The first debate, featuring the lower-polling candidates, is scheduled to begin at 6 p.m. EDT, while the prime-time debate featuring the higher-polling candidates is scheduled to begin at about 8 p.m. EDT. The live stream of the debates will be limited compared to prior debates aired on CNN, which featured free streaming at the network's website. To watch the CNBC live stream users will have to authenticate that they are cable subscribers of the network. The debate is "available to all CNBC digital customers who authenticate via TV Everywhere on, mobile apps and Apple TV, as well as to CNBC PRO subscribers," the network said, via the Atlanta Journal-Constitution. This follows the model Fox News employed in its GOP primary debate last month, but most cable subscribers have CNBC, meaning they will have access to the stream, the New York Observer reported. To watch the live stream, click here.
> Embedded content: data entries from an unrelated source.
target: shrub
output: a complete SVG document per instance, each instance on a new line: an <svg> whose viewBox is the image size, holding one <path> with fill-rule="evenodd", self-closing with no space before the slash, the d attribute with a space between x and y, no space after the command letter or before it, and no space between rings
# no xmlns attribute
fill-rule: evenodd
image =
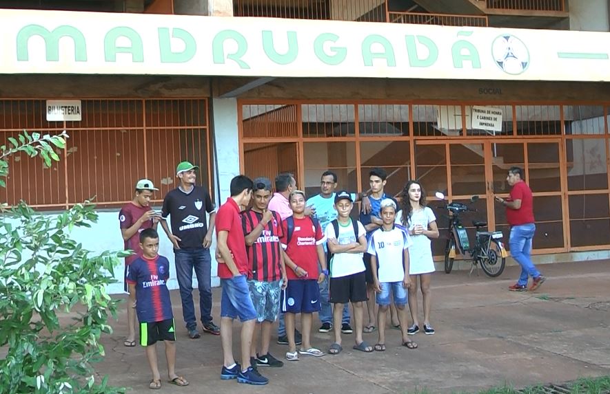
<svg viewBox="0 0 610 394"><path fill-rule="evenodd" d="M59 160L68 135L29 134L0 146L0 186L7 158L39 156L46 167ZM116 317L106 294L123 252L94 254L70 238L97 219L85 201L57 215L41 215L25 201L0 207L0 387L3 393L123 393L96 379L92 363L104 355L102 333ZM61 314L65 316L60 320ZM71 317L71 320L68 317Z"/></svg>

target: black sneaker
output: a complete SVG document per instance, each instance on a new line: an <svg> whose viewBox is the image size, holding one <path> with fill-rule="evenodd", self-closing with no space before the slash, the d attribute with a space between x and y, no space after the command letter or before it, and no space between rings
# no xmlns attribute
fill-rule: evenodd
<svg viewBox="0 0 610 394"><path fill-rule="evenodd" d="M223 365L223 369L221 371L221 380L230 380L231 379L237 379L237 375L239 375L241 371L241 366L238 364L236 364L231 369Z"/></svg>
<svg viewBox="0 0 610 394"><path fill-rule="evenodd" d="M341 332L343 333L352 333L354 330L352 329L352 326L349 325L349 323L343 323L341 325Z"/></svg>
<svg viewBox="0 0 610 394"><path fill-rule="evenodd" d="M221 327L214 324L214 322L210 321L203 325L203 332L212 335L221 335Z"/></svg>
<svg viewBox="0 0 610 394"><path fill-rule="evenodd" d="M199 331L197 331L197 329L192 329L188 330L188 337L191 339L197 339L201 337L201 335L199 333Z"/></svg>
<svg viewBox="0 0 610 394"><path fill-rule="evenodd" d="M303 343L303 336L298 330L294 330L294 344ZM278 344L288 344L288 336L283 335L278 337Z"/></svg>
<svg viewBox="0 0 610 394"><path fill-rule="evenodd" d="M258 363L256 362L256 357L250 358L250 365L252 366L252 369L254 369L254 371L258 371L258 369L256 368L256 366L258 366Z"/></svg>
<svg viewBox="0 0 610 394"><path fill-rule="evenodd" d="M267 353L264 355L256 356L256 365L258 365L258 366L272 366L274 368L279 368L281 366L283 366L284 363L283 362L280 361L277 358L272 356L270 353Z"/></svg>
<svg viewBox="0 0 610 394"><path fill-rule="evenodd" d="M419 327L417 325L413 325L408 329L407 329L407 333L408 335L415 335L419 332Z"/></svg>
<svg viewBox="0 0 610 394"><path fill-rule="evenodd" d="M269 383L269 379L258 373L258 371L252 366L249 366L245 372L239 371L239 374L237 375L237 382L262 386Z"/></svg>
To qualify for the later debate, candidates had to earn an average of at least three percent in "methodically sound and recognized national polls conducted by NBC, ABC, CBS, Fox, CNN and Bloomberg," according to a press release from the channel.

The 10 qualifying candidates were real estate mogul Donald Trump, Dr. Ben Carson, Florida Sen. Marco Rubio, former Florida Gov. Jeb Bush, businesswoman Carly Fiorina, Texas Sen. Ted Cruz, former Arkansas Gov. Mike Huckabee, New Jersey Gov. Chris Christie, Ohio Gov. John Kasich and Kentucky Sen. Rand Paul. The first debate will feature former Pennsylvania Sen. Rick Santorum, Louisiana Gov. Bobby Jindal, former New York Gov. George Pataki and South Carolina Sen. Lindsey Graham.

The debate will be be held at the Coors Events Center at the University of Colorado Boulder, and CNBC anchors Carl Quintanilla and Becky Quick along with CNBC journalist John Harwood will serve as moderators. The debate is expected to focus a range of issues, including job growth, taxes and the health of the national economy.